Category Archives: seoul
Tonight, i walked from Seoul Station to my hill barefoot in the pouring rain. It was the greatest walk of my life. For the first time since arriving here, i felt one with the city and yet comfortably alone, with only my thoughts and my music and the rain washing over my feet. There’s something about cities: no matter where in the world you might be, a city has this way of being welcoming and impenetrable at once, and you have to meet it head-on at its most vulnerable moments—when there are very few people on the streets masking its true qualities—to break open its shell.
That’s what i missed when i left New York. I missed making love to the city, taking long walks in the rain and at night, ignoring everything around me but the ground below my feet and the vague pulsation of life continuing in my temporary absence. I loved everything about New York: the people, the food, the culture, the beat it moved to. There’s nothing quite like the no bullshit attitude that New York breeds and takes pride in.
I hate most things about Seoul, especially the people, but as long as i can take barefoot, solitary walks in the rain, returning home to my quiet hill of friendly people, i think i’ll be okay. Navigating the city isn’t a concern; i just need to learn how to navigate the people.
Think about this for a second: there are 258 of us planted in every corner of Seoul, all doing the same thing: teaching English in public schools. We’re like a formidable army, and we’ve got our bases covered. I’m continually mesmerized and inspired by this thought, and it’s what keeps me going when things get tough in my neck of the woods. Because i know there’s someone in this city who’s going through the same things i am.
Other than the bland food and lectures, i think i enjoyed our orientation way more than i should have. I learned something new during my time there: i get along better with a slightly older crowd. I disliked the majority of the people at my university, except those in a graduate level course i took in my last semester. I’m one of the youngest in our bunch, and before i got to orientation, i was a bit concerned that i wouldn’t be able to talk to you guys, but what do you know, i’ve never had an easier time talking to people.
So i’m taking this opportunity to express my sincere gratitude to those of you who have either made me smile or laugh (or both!) at KHU and continue to do so now. I knew the journey would be difficult, but what i didn’t know was that i’d have so many wonderful people with me on it.
Good luck to you all, and remember that i’m smack dab in the middle of Seoul (Yongsan-gu) if you ever need me.
A lot has happened since i got here on the 25th—some good, more bad. There are so many things i have trouble with when it comes to Korean culture, and i’ve already been a victim of them for the past four days. That’s the thing: it might just be the “culture,” but when it’s something you are so unfamiliar with, it feels like a threat. Anything unfamiliar is a threat when encountered against your will.

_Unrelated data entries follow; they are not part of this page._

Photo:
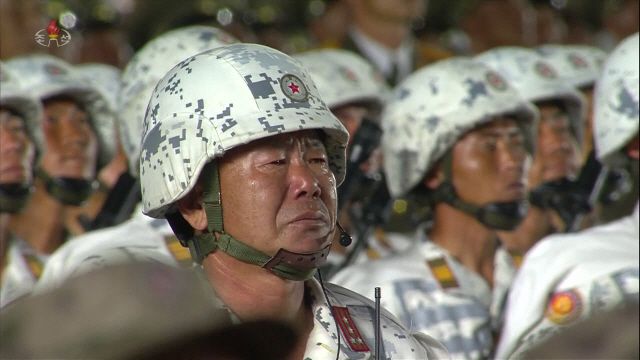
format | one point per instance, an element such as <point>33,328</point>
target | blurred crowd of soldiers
<point>325,179</point>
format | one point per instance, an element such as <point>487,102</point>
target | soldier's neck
<point>253,293</point>
<point>4,238</point>
<point>389,34</point>
<point>41,224</point>
<point>466,239</point>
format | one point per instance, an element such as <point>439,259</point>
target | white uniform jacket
<point>570,277</point>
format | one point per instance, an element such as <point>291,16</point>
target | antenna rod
<point>377,328</point>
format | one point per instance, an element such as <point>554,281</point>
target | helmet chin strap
<point>286,264</point>
<point>14,197</point>
<point>496,215</point>
<point>69,191</point>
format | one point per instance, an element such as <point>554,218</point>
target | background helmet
<point>148,66</point>
<point>536,80</point>
<point>13,96</point>
<point>220,99</point>
<point>435,106</point>
<point>343,77</point>
<point>44,76</point>
<point>616,103</point>
<point>106,79</point>
<point>578,65</point>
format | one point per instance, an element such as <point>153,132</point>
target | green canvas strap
<point>206,243</point>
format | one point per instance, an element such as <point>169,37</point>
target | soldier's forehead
<point>310,138</point>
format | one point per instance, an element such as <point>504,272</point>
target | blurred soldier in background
<point>73,113</point>
<point>106,79</point>
<point>578,66</point>
<point>20,141</point>
<point>137,311</point>
<point>558,158</point>
<point>568,278</point>
<point>242,156</point>
<point>458,138</point>
<point>356,93</point>
<point>141,237</point>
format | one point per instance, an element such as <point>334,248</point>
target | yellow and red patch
<point>564,307</point>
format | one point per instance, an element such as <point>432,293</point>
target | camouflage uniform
<point>219,100</point>
<point>567,278</point>
<point>425,286</point>
<point>141,237</point>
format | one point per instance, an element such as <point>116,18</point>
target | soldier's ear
<point>192,210</point>
<point>633,149</point>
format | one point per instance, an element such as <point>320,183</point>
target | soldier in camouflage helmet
<point>137,311</point>
<point>578,66</point>
<point>20,141</point>
<point>242,156</point>
<point>458,138</point>
<point>141,237</point>
<point>558,153</point>
<point>568,278</point>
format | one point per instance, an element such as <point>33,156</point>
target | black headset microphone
<point>345,238</point>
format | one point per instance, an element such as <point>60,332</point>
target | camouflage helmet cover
<point>616,102</point>
<point>218,100</point>
<point>435,106</point>
<point>14,97</point>
<point>343,77</point>
<point>537,80</point>
<point>45,76</point>
<point>147,67</point>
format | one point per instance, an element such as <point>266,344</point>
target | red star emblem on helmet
<point>294,88</point>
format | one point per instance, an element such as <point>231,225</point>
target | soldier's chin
<point>309,244</point>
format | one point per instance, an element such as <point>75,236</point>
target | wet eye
<point>318,161</point>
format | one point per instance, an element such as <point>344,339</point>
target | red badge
<point>349,329</point>
<point>564,307</point>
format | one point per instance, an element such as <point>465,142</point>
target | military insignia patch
<point>496,81</point>
<point>349,329</point>
<point>564,307</point>
<point>546,71</point>
<point>54,69</point>
<point>293,88</point>
<point>443,273</point>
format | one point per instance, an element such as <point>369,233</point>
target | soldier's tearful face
<point>490,164</point>
<point>16,150</point>
<point>71,145</point>
<point>279,192</point>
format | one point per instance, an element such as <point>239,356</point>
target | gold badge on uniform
<point>443,273</point>
<point>564,307</point>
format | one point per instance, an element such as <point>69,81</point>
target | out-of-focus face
<point>490,164</point>
<point>71,145</point>
<point>401,11</point>
<point>557,153</point>
<point>279,192</point>
<point>17,152</point>
<point>587,141</point>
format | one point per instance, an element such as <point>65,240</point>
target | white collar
<point>383,57</point>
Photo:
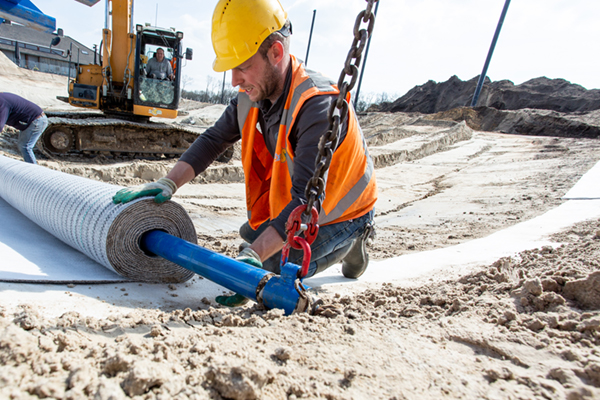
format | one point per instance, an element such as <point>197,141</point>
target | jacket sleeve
<point>214,141</point>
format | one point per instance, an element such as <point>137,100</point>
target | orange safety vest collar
<point>351,189</point>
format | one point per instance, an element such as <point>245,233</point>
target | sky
<point>413,41</point>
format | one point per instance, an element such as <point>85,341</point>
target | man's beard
<point>271,80</point>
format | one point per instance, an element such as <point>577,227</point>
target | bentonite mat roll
<point>80,212</point>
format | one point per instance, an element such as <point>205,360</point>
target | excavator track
<point>91,133</point>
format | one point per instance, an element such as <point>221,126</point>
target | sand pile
<point>526,326</point>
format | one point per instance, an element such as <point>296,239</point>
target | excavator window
<point>155,88</point>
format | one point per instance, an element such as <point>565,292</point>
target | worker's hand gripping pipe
<point>273,291</point>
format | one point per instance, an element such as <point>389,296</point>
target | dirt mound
<point>539,93</point>
<point>527,121</point>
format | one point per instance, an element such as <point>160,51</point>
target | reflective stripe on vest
<point>352,191</point>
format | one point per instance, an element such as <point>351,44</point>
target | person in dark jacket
<point>25,116</point>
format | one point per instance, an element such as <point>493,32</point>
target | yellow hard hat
<point>240,26</point>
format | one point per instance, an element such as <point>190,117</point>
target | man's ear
<point>276,52</point>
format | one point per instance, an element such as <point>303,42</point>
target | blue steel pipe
<point>272,290</point>
<point>26,13</point>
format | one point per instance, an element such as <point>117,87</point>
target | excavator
<point>119,94</point>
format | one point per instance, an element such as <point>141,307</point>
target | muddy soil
<point>521,328</point>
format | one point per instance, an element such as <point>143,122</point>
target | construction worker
<point>280,114</point>
<point>158,67</point>
<point>25,116</point>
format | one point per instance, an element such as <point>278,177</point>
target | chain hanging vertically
<point>338,110</point>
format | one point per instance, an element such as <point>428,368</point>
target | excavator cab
<point>157,96</point>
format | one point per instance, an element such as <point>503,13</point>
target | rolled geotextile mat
<point>80,212</point>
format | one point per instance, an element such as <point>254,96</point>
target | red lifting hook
<point>310,230</point>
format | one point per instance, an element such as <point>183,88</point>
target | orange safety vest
<point>351,189</point>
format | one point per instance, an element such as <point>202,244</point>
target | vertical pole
<point>489,56</point>
<point>310,37</point>
<point>362,70</point>
<point>223,88</point>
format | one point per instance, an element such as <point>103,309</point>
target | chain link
<point>338,110</point>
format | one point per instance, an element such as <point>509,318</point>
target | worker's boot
<point>356,261</point>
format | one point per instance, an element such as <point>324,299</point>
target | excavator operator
<point>279,115</point>
<point>158,67</point>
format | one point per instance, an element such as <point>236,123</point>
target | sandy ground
<point>522,327</point>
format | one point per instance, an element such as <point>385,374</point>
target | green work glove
<point>162,190</point>
<point>247,256</point>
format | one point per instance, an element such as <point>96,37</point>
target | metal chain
<point>338,110</point>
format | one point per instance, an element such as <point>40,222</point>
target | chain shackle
<point>338,111</point>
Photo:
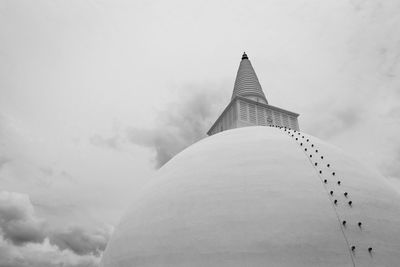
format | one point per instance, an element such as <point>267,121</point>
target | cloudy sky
<point>96,95</point>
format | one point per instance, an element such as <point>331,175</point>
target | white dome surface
<point>254,197</point>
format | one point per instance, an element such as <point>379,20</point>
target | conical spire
<point>246,83</point>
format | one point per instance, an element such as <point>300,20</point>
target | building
<point>260,196</point>
<point>249,106</point>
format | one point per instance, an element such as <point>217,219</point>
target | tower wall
<point>243,112</point>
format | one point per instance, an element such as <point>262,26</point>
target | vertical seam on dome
<point>349,248</point>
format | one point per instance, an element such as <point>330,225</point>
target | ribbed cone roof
<point>246,83</point>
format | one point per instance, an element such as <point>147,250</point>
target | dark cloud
<point>4,161</point>
<point>181,123</point>
<point>22,233</point>
<point>81,241</point>
<point>17,221</point>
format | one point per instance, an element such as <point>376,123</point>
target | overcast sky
<point>96,95</point>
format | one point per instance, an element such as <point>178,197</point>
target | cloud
<point>180,124</point>
<point>17,221</point>
<point>26,240</point>
<point>42,255</point>
<point>3,161</point>
<point>107,142</point>
<point>81,241</point>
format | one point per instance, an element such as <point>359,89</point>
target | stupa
<point>260,196</point>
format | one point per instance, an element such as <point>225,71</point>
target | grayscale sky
<point>96,95</point>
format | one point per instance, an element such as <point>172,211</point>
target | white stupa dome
<point>255,196</point>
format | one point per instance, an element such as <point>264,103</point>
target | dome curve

If i had to pick the one thing that is making me most miserable right now, i would have to say that it’s the complete disregard for privacy. I think i’m always so tense and tired because i know there are people monitoring me from every corner, trying to find out everything possible about me. The administration office manager, who lives across the street from me, asked me the other day why i wasn’t home at night. My lights were off, she said. It was quite a nasty shock, but at least she had the decency to let me know that she can see my window. One of the English teachers who picked me up on the day i arrived here with the other Native English Teachers has been taking care of me and helping me sort out administrative details like getting my Alien Registration Card and finding office supplies for me. I have nothing to do with her—she’s a 3rd grade teacher and i don’t teach any 3rd graders—but she’s over 50, unmarried, lives close to me, and has nothing better to do. Sometimes i’m touched by all the things she voluntarily does to help me get settled in, but other times, i can’t help but suspect that she only does it to get information out of me. Every little thing i tell her, even the most mundane details, spreads through the entire school like celebrity gossip. Lunchtime is basically catching up on everything that the entire staff found out about me the day before. Gossip here is such a threatening invasion of your privacy, and not only do i feel uncomfortable being dissected and broadcast that way, i don’t like having to partake in it.
It’s only been four days, and i already hate Seoul. Where do i even start? I’ll limit this one to the people:
1. Middle-aged people stare or glare at me for no reason.
2. No one wants to give directions, and those willing to don’t know how. It’s like they can’t think like someone who doesn’t know the city very well. One girl my age gave me the wrong directions. Intentionally. But i knew what she was doing, so i called her out, to which she reluctantly mumbled something like, “Oh, i think it’s that way, then….” She probably hated me for being American. Fucking bitch.
3. They lack imagination here. Either that, or people here are even more conformist and clueless about the rest of the world than i thought. They can’t imagine that a woman’s favorite color could be grey. A saleswoman actually questioned me for buying a grey, “men’s color” toothbrush. I think imagination and diversity go hand in hand. This country is so startlingly lacking in diversity that you almost can’t blame the people for being so narrow-minded. Doesn’t mean it isn’t irritating.
4. People here don’t know how to mind their own business. Let’s just leave it at that.
5. Strangers, especially the older ones, blurt out unnecessary and unwarranted comments at you as you walk past. Ugh, reminds me of Paris.